1. First, what is your sense of what is meant by "controlling for?" That is, how do you think that process works?

You take the group of people you would like to study- perhaps women who are avoiding pregnancy between the ages of 25 and 30, representing a cross section of the population, and divide it in half. Half take the EC, half don't, and you study the results.

quote:
2. Secondly, do you have the same concerns about heart medications (and why or why not)?
Well, medication for heart conditions could be studied amongst a cross section of the population that shares the same observable condition. Also, medications for heart conditions are easily regulated (unless you are talking about emergency medications), with the patients taking the same pill at the same time, every day. It's much easier to determine long term outcomes because either the patients die earlier or later, proving that the medication is either working or not working. If you were trying to determine what the mechanism of the medication was, you could have concrete ways of studying that, by looking at the long term effects of the medication on various aspects of health.

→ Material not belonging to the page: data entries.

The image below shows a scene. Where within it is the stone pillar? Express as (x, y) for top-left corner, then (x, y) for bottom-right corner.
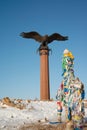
(39, 47), (50, 100)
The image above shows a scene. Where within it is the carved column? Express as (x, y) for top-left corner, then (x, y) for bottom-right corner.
(39, 46), (50, 100)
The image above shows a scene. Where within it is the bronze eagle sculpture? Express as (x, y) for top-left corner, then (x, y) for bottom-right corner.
(20, 31), (68, 47)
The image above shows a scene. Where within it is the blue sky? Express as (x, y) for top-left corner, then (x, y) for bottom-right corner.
(0, 0), (87, 99)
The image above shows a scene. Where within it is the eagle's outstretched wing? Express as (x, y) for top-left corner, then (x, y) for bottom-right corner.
(20, 31), (43, 42)
(48, 33), (68, 44)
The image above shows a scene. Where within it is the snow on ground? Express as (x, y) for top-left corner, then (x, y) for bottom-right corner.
(0, 100), (57, 130)
(0, 99), (87, 130)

But with EC, each patient in the study group would only use the medication once or twice, and the chances of implantation of a fertilized egg are not extremely high in all cases to begin with. I understand that you could see a statistical effect for EC in a large study, but how could you use the study to pinpoint the mechanisms of EC, given other factors? Maybe I'm just don't have a statistician's training, so the answer could be obvious, but I don't see it.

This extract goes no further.